Dynamic Grails Tomcat datasource configuration with Etcd

April 30, 2015

Ever wonder if you could modify a Grails datasource while the app is running? Probably not, and that’s totally fine…most people don’t need to. We had a couple reasons though:

  1. During a disaster recovery situation where a non-clustered database goes down, you want to point all the apps at a failover database. By default this means you have to update the config and restart all the apps. On a typical AWS instance, this means at least a minute of downtime for a bigger Grails app. Not the end of the world, but not great.
  2. One of our databases is a catalog of product information that can be drastically changed. We wanted to be able to clone the catalog, apply massive data changes to it (this can take a minute or so), and then point all the apps in the cluster to this new database without downtime. And we also want to be able to revert to the old database if something goes wrong.

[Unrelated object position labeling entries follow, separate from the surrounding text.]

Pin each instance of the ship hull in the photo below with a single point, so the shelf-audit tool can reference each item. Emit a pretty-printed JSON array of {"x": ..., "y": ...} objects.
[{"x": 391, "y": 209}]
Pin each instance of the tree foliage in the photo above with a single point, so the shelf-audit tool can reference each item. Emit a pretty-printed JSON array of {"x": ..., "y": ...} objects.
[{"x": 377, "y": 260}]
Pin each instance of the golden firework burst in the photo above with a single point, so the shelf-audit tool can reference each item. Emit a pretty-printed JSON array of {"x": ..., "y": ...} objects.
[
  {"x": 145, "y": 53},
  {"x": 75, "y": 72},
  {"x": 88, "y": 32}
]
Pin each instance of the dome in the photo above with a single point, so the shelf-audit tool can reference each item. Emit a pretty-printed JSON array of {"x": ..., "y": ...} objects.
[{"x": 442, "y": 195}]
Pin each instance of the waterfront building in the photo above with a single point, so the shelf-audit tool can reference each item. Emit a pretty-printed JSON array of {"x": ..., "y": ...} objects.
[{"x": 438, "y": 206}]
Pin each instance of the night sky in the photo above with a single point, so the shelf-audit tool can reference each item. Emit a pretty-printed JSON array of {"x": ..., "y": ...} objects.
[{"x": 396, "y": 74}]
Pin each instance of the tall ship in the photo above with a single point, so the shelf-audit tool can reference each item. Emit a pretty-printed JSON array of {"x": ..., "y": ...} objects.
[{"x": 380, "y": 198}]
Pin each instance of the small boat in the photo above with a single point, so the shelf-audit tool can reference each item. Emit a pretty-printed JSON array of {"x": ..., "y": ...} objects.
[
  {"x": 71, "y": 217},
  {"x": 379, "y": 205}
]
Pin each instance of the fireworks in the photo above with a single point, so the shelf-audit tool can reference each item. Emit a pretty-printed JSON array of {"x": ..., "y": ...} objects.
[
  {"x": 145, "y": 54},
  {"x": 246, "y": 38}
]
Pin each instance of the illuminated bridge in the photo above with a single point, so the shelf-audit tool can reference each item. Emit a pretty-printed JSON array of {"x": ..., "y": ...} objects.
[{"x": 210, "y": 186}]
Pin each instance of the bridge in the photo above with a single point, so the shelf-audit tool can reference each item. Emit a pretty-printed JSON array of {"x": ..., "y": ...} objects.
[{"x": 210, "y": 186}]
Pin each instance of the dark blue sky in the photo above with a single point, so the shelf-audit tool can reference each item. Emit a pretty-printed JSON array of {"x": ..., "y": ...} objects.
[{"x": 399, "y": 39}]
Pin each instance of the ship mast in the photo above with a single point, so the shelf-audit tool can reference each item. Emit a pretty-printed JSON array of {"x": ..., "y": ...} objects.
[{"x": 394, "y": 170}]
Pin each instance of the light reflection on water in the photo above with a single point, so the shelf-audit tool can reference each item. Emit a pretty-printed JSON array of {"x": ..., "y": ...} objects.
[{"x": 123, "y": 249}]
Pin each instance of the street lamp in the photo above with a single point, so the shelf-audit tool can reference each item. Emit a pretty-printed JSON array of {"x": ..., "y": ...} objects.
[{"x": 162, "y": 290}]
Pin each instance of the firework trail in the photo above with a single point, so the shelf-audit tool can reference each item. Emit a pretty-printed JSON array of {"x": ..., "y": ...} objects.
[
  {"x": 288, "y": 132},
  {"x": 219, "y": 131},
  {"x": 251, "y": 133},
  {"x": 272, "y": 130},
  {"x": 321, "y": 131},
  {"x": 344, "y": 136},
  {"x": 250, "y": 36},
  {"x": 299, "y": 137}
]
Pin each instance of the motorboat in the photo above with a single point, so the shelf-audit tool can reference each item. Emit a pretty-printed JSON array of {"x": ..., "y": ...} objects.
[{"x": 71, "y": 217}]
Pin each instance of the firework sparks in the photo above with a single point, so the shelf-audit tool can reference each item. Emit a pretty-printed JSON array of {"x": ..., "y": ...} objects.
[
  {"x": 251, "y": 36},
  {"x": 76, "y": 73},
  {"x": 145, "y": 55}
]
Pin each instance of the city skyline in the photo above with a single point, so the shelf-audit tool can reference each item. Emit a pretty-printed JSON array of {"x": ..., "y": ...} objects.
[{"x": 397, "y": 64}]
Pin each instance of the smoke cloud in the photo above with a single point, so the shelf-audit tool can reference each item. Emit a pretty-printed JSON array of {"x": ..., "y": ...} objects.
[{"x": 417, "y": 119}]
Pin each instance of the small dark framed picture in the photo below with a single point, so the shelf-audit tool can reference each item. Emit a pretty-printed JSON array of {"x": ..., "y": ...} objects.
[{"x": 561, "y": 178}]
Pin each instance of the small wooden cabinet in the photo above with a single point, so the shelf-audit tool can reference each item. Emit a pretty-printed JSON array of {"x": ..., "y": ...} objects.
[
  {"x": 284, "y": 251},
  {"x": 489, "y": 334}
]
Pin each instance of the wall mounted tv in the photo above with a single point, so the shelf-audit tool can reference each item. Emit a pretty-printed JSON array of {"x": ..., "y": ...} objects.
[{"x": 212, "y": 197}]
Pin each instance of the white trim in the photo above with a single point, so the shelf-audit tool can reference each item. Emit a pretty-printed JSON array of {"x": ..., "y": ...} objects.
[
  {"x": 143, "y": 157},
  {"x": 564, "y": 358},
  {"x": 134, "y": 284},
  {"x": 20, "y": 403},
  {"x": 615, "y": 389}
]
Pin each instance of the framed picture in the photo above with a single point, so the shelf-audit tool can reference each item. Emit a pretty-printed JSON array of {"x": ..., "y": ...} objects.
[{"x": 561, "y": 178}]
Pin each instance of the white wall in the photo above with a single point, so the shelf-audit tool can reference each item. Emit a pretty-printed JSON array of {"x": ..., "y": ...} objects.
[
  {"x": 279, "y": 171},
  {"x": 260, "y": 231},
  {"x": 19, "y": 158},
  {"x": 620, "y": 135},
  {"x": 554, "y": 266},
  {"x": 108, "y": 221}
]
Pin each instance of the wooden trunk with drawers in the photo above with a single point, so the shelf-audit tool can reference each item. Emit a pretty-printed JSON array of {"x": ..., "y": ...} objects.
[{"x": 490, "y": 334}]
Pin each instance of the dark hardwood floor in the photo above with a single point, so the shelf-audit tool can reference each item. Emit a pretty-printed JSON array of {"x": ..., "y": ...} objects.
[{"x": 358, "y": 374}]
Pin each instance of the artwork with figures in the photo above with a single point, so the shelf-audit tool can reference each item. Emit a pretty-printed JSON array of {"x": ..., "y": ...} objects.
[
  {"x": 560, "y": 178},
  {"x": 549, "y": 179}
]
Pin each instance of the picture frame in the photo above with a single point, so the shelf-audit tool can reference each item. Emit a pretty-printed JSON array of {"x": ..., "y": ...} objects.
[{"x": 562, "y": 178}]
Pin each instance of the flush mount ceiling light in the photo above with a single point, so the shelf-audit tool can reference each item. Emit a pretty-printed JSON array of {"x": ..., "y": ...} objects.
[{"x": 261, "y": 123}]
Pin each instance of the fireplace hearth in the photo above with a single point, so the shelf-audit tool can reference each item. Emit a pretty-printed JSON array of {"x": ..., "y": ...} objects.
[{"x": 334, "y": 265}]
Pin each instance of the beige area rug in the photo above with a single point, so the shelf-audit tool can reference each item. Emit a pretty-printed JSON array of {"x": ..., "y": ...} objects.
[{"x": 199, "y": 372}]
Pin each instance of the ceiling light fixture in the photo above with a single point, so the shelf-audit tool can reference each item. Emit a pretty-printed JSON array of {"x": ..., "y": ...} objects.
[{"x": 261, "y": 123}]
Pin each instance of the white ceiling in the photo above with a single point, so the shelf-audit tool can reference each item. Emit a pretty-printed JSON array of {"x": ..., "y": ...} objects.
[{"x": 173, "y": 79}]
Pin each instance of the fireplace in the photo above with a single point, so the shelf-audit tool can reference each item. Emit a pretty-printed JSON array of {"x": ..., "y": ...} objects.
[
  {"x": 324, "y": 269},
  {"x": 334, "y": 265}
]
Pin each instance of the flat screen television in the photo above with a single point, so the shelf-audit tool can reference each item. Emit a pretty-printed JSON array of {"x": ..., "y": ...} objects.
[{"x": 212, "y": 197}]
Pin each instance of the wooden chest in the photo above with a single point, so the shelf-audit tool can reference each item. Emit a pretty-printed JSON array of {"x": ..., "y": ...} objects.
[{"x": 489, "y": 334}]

First question - how can you change a Tomcat datasource while the app is running?

package com.foo.util

import groovy.util.logging.Log4j
import org.apache.tomcat.jdbc.pool.ConnectionPool
import org.codehaus.groovy.grails.commons.GrailsApplication

@Log4j
class TomcatDatasourceUtil {

    static void ensureCurrentDatasources(GrailsApplication application, List datasourceNames) {
        log.debug "Ensuring datasources are current"
        datasourceNames.each { String datasourceName ->
            ConnectionPool connectionPool = application.mainContext.getBean(datasourceName).targetDataSource.targetDataSource.pool

            def dataSourceFileConfig = application.config."$datasourceName"

            // discover the properties we want to potentially change. if changed, update and purge the pool
            List propertyNames = ['url', 'username', 'password']
            if (propertyNames.any { String propertyName ->
                connectionPool.poolProperties."${propertyName}" != dataSourceFileConfig."${propertyName}"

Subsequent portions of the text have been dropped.